PADRÕES DE MORALIDADE SEXUAL

"Venerado seja entre todos os matrimônios e o leito sem mácula: porém aos que se dão a prostituição e aos adultérios, Deus os julgará". (Hebreus capítulo 13 versículo 4)



O Cristão, antes de mais nada, precisa ser moral e sexualmente puro. A palavra “puro” significa livre de toda mácula da lascívia. O termo refere-se à abstenção de todos os atos e pensamentos que incitam desejos incompatíveis com a virgindade e a castidade ou com os votos matrimoniais da pessoa. Refere-se, também, ao domínio do próprio e a abstenção de qualquer atividade sexual que contamina a pureza da pessoa diante de Deus. Isso abrange o controle do corpo “em santificação e honra” e não em “concupiscência”. Este ensino das Escrituras é tanto para os solteiros, como para os casados. No tocante ao ensino bíblico sobre a moral sexual veja:

A intimidade sexual é limitada ao matrimonio (somente no Casamento com seu marido ou sua esposa). Somente nesta condição ela é aceita e abençoada por Deus. Mediante o casamento, marido e mulher tornam-se uma só carne, segundo a vontade de Deus. Os prazeres físicos e emocionais normais, decorrentes do relacionamento conjugal fiel, são ordenados por Deus e por Ele honrados.

O adultério, a fornicação (sexo antes do casamento), o homossexualismo, os desejos impuros e as paixões desagradantes são pecados graves aos olhos de Deus por serem transgressões da lei do amor e profanação do relacionamento conjugal. Tais pecados são severamente condenados nas Escrituras e colocam o culpado fora do reino de Deus.

A imoralidade e a impureza sexual não somente incluem o ato sexual ilícito, mas também qualquer prática sexual com outra pessoa que não seja seu cônjuge. Há quem ensine, em nossos dias, que qualquer intimidade sexual entre jovens e adultos solteiro, tendo eles mutuo “compromisso”, é aceitável, uma vez que não haja ato sexual completo. Tal ensino peca contra a santidade de Deus e o padrão bíblico da pureza. Deus proíbe, explicitamente, “descobrir a nudez” ou “ver a nudez” de qualquer pessoa a não ser entre marido e mulher legalmente casados.

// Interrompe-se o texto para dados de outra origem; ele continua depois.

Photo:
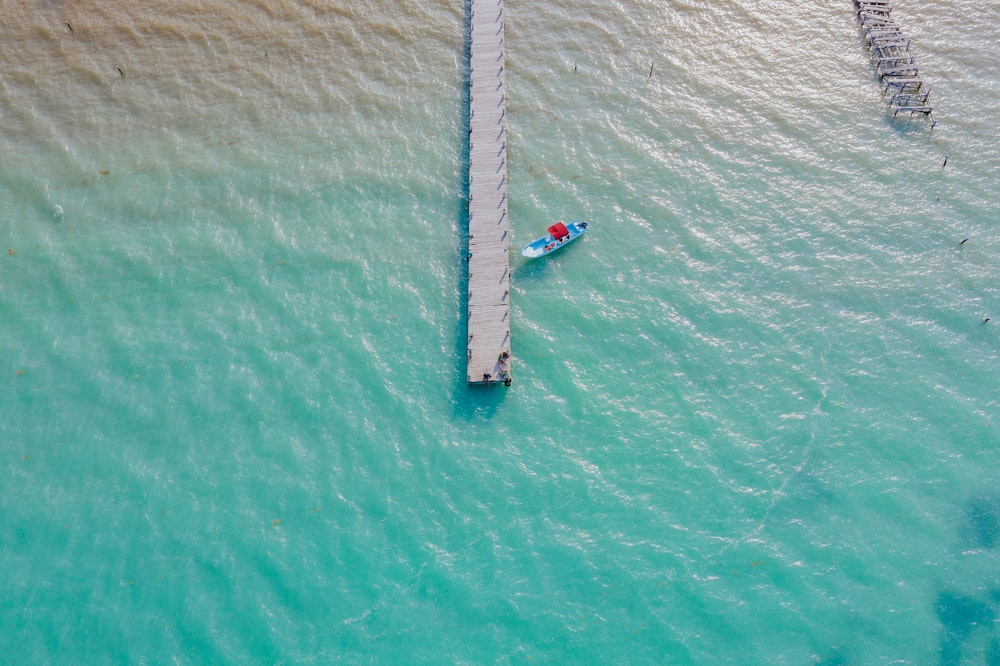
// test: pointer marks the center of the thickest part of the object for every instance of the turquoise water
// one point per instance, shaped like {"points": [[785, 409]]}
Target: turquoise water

O Cristão deve ter autocontrole e abster-se de toda e qualquer prática sexual antes do casamento. Justificar intimidade pré-marital em nome de Cristo, simplesmente com base num “compromisso” real ou imaginário, é transgredir abertamente com os padrões santos de Deus.  É igualar-se aos modos impuros do mundo e querer deste modo justificar a imoralidade. Depois do casamento, a vida íntima deve limitar-se ao cônjuge (só com seu marido ou sua esposa), para não entrar em adultério. A Bíblia cita  a temperança como um aspecto do fruto do Espírito, no crente, a conduta positiva e pura, contrastando com tudo que representa prazer sexual imoral como libidinagem, fornicação, adultério e impureza. Nossa dedicação a vontade de Deus, pela fé, abre o caminho para recebermos a benção do domínio próprio: “temperança”.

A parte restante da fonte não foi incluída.